No último dia 17 de fevereiro, o STF proferiu, embora por maioria, uma decisão histórica: autorizou o cumprimento da pena, quando uma decisão de segunda instância confirmar a condenação. A decisão indica mudança no entendimento da Corte, que desde 2009, no julgamento da HC 84078, condicionava a execução da pena ao trânsito em julgado da condenação, mas ressalvava a possibilidade de prisão preventiva. Até 2009, o STF entendia que a presunção da inocência não impedia a execução de pena confirmada em segunda instância.
Nada mais lógico, pois o princípio da presunção de inocência, com as carradas de recursos protelatórios nada mais era do que “empurrar com a barriga” casos de notórios condenados, que só deveriam cumprir a pena após o esgotamento de todos os recursos.
Para o relator do caso, ministro Teori Zavascki, a manutenção da sentença penal pela segunda instância encerra a análise de fatos e provas que assentaram a culpa do condenado, o que autoriza o início da execução da pena.
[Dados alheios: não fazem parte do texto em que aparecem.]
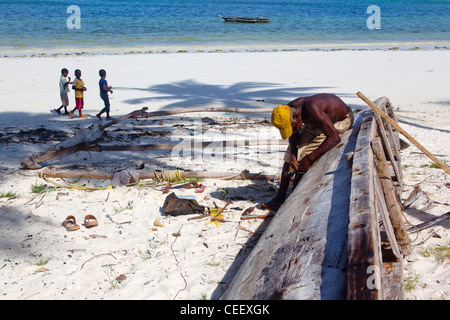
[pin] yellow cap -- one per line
(281, 119)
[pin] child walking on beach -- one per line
(64, 90)
(104, 89)
(78, 86)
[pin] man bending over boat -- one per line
(325, 117)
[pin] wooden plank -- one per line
(390, 197)
(403, 132)
(363, 250)
(302, 253)
(93, 146)
(392, 251)
(393, 280)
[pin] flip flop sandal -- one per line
(90, 221)
(70, 224)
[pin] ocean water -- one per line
(166, 25)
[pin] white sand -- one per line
(200, 262)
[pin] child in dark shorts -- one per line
(104, 89)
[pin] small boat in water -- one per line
(245, 19)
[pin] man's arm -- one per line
(324, 122)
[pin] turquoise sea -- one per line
(33, 26)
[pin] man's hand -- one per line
(304, 165)
(294, 164)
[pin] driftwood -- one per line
(429, 223)
(201, 109)
(94, 146)
(339, 234)
(409, 137)
(152, 175)
(86, 140)
(83, 138)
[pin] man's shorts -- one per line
(65, 99)
(312, 138)
(79, 103)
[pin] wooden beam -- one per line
(390, 196)
(52, 173)
(403, 132)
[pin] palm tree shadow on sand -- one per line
(190, 93)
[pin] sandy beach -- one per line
(126, 256)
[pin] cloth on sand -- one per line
(124, 177)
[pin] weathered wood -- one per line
(302, 253)
(48, 172)
(393, 281)
(164, 113)
(390, 249)
(392, 202)
(403, 132)
(74, 143)
(94, 146)
(429, 223)
(388, 148)
(363, 250)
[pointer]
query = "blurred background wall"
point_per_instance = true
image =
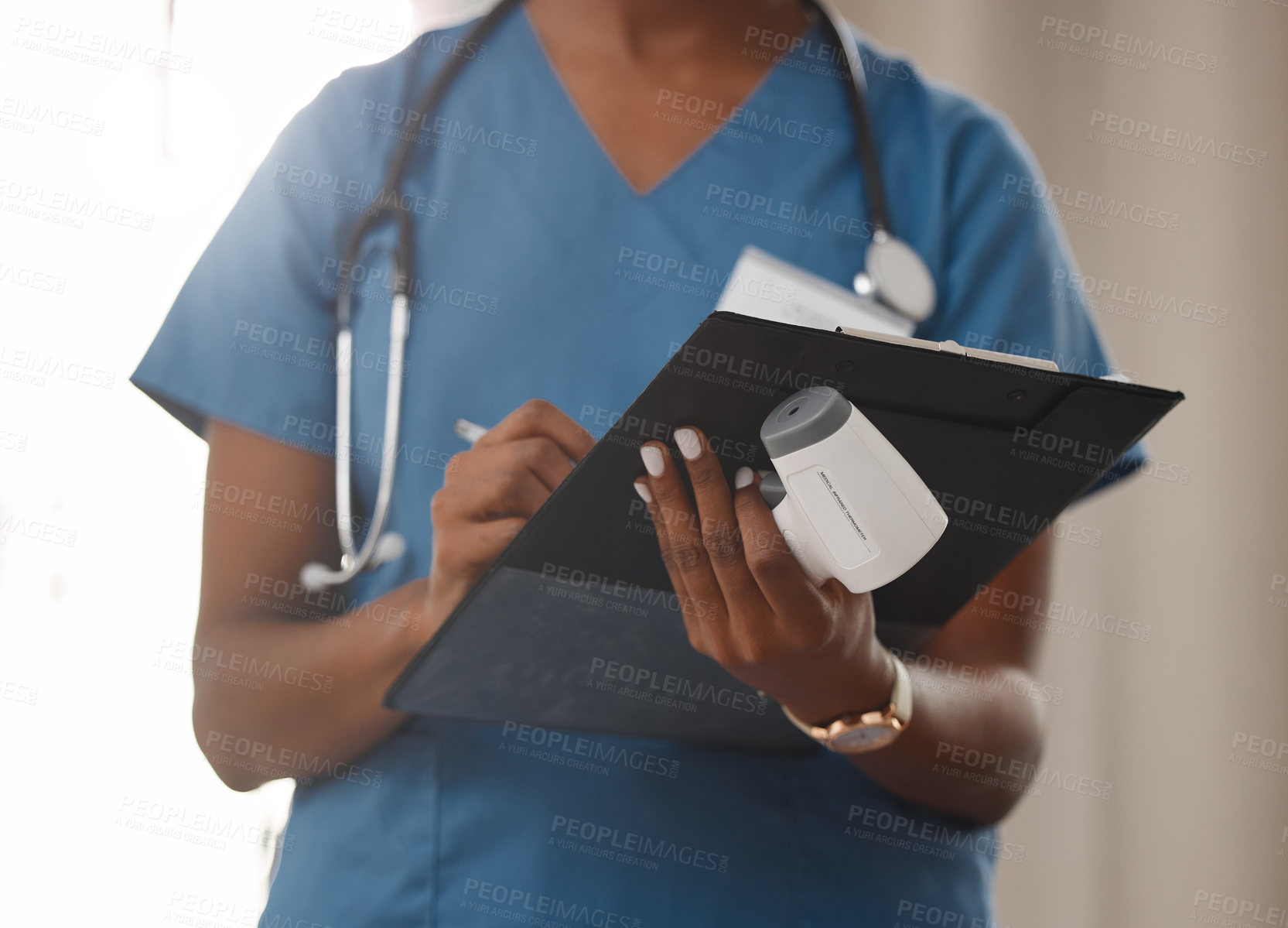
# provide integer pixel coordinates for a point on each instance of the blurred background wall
(118, 165)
Para os advogados a expedição de mandado de prisão sem o trânsito em julgado da decisão condenatória seria um tapa na cara da presunção da inocência (artigo 5º, inciso LVII, da Constituição Federal). É claro que para quem vive disso, a decisão joga um balde de água fria nas pretensões de qualquer defesa.
O ministro Teori Zavascki, relator do caso, com muita razão, ressaltou em seu voto que, até que seja prolatada a sentença penal, confirmada em segundo grau, deve-se presumir a inocência do réu, a partir daí, exaure-se o princípio da não culpabilidade, até porque os recursos cabíveis da decisão de segundo grau, ao STJ ou STF, não se prestam a discutir fatos e provas, mas apenas matéria de direito. E citou, para respaldar-se, que a Lei Complementar 135/2010, conhecida como “Lei da Ficha Limpa”, expressamente, consagra como causa de inelegibilidade a existência de sentença condenatória proferida por órgão colegiado.
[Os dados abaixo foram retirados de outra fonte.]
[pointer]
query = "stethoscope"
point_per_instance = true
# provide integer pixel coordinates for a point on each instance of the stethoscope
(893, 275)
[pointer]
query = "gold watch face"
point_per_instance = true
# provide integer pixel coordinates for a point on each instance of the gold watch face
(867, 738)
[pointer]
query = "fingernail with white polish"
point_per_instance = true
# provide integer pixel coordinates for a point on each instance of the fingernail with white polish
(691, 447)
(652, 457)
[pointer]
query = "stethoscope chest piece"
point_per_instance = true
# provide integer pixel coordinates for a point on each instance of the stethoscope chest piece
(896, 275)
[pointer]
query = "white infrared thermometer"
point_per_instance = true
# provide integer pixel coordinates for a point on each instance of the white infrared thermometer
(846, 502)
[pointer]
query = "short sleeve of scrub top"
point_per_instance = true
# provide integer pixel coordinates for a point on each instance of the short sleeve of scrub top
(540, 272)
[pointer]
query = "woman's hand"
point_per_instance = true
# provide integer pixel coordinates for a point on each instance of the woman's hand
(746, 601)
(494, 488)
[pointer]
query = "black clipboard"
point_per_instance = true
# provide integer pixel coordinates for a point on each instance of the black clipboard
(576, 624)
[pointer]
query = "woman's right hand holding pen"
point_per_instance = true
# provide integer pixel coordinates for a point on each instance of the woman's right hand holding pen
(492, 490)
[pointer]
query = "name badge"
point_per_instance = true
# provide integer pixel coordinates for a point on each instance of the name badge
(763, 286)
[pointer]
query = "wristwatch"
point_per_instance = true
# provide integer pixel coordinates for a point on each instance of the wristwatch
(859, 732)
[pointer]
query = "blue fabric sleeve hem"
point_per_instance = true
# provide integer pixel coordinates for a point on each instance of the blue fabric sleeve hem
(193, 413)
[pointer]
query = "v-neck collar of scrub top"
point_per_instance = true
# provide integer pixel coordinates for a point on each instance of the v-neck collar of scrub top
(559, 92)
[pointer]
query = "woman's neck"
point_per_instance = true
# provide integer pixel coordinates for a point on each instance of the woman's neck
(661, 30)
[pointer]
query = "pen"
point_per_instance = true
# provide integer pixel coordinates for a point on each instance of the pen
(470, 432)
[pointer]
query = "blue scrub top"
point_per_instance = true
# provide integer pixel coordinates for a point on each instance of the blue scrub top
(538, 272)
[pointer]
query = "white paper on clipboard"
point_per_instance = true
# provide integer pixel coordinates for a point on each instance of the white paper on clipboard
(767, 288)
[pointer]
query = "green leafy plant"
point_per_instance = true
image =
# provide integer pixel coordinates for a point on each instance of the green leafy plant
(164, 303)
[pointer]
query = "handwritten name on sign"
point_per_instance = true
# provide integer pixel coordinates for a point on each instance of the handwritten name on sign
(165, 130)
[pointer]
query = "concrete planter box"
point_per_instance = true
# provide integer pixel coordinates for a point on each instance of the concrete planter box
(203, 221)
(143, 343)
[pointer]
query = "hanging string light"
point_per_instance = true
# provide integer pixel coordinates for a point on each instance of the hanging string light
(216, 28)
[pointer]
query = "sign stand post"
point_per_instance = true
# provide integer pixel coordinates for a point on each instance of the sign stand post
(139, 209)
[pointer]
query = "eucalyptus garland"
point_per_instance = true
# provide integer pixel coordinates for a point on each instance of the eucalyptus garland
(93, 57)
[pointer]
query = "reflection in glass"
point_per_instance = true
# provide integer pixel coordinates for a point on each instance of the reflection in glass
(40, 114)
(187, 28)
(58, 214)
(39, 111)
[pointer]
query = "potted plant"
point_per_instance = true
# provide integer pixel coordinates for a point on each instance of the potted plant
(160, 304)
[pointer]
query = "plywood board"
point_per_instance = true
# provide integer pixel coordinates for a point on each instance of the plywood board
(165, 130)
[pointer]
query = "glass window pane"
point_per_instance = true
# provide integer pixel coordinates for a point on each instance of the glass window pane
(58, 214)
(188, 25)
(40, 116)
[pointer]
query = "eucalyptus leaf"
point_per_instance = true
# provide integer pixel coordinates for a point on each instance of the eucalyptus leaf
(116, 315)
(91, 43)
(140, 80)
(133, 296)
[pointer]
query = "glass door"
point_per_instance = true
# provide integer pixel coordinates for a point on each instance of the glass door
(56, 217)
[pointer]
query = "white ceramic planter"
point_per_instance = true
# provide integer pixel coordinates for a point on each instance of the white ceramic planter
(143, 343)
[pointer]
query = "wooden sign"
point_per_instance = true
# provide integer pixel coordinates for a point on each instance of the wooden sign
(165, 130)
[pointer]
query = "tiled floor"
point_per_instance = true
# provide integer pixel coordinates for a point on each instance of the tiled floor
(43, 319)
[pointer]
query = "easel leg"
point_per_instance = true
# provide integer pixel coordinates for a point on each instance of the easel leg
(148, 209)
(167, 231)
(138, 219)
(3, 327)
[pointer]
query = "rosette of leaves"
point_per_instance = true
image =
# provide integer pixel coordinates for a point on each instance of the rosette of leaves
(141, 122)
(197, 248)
É preciso lembrar que em país nenhum do mundo, depois de observado o duplo grau de jurisdição, a execução de uma condenação fica suspensa aguardando referendo da Suprema Corte. Só no Brasil.
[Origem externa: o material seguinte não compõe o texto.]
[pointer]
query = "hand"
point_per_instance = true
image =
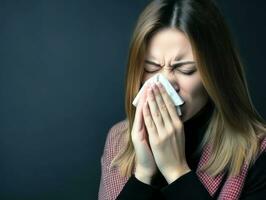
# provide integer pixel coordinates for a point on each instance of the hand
(166, 133)
(145, 163)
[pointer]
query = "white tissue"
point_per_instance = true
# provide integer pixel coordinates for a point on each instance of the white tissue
(169, 88)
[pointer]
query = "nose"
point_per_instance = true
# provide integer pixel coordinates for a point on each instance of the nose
(168, 73)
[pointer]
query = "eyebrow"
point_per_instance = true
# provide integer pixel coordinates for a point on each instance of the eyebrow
(179, 63)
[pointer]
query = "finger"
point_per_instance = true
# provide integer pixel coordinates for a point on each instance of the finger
(155, 112)
(150, 126)
(163, 108)
(169, 104)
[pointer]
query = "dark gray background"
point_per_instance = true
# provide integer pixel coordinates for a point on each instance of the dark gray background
(62, 67)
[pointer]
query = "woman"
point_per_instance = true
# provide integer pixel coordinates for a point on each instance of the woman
(216, 149)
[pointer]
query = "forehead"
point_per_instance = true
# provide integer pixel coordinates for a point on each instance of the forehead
(169, 41)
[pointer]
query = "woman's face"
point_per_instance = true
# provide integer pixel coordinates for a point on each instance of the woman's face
(170, 53)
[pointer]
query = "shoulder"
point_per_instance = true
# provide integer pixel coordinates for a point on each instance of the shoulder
(114, 139)
(116, 130)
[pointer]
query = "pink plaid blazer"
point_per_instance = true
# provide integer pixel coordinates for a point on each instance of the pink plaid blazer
(112, 182)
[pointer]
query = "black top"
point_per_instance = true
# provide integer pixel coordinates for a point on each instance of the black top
(189, 186)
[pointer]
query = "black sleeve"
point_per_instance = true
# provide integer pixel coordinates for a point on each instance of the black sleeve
(255, 184)
(189, 187)
(186, 187)
(135, 189)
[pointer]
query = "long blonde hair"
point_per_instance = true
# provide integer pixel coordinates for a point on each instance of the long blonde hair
(236, 128)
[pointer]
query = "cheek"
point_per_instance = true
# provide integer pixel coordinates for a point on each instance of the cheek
(192, 89)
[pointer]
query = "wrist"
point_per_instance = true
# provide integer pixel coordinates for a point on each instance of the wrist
(173, 175)
(143, 178)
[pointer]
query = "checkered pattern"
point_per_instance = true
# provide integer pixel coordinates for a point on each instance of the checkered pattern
(112, 183)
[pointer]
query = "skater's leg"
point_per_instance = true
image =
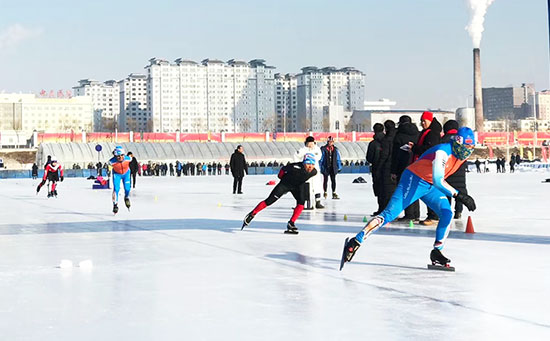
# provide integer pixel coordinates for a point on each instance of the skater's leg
(438, 202)
(116, 186)
(332, 181)
(127, 184)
O relator foi acompanhado pelos ministros Edson Fachin, Luís Roberto Barroso, Luiz Fux, Dias Toffoli, Cármen Lúcia e Gilmar Mendes; restaram vencidos os ministros Rosa Weber, Marco Aurélio, Celso de Mello e Ricardo Lewandowski.
Agora, depois da confirmação de uma condenação por um tribunal de segunda instância, a pena já pode ser executada, já que a fase de análise de provas e de materialidade se esgota. Ao STJ e ao STF cabe apenas as discussões de direito. Por isso, disse o ministro, o princípio da presunção de inocência permite que o recurso seja imposto já durante o cumprimento da pena, já que a fase de análise de provas e de materialidade se esgota em segunda instância.
Para Alberto Zacharias Toron, um dos mais respeitados advogados do país, secundado por outros luminares da advocacia, o resultado é “duplamente desolador”. “Primeiro porque, a pretexto de se interpretar a Constituição, negou-se vigência a uma garantia do cidadão. Ao invés de lermos que não se presume a culpa até o trânsito em julgado, agora devemos ler que não se presume a culpa até o julgamento em segunda instância. Se o Constituinte errou, pior para ele. Mudar a regra constitucional, nem pensar. O Supremo faz isso sozinho, tiranicamente”, declarou, acusando o Supremo de se deixar levar pela voz das ruas.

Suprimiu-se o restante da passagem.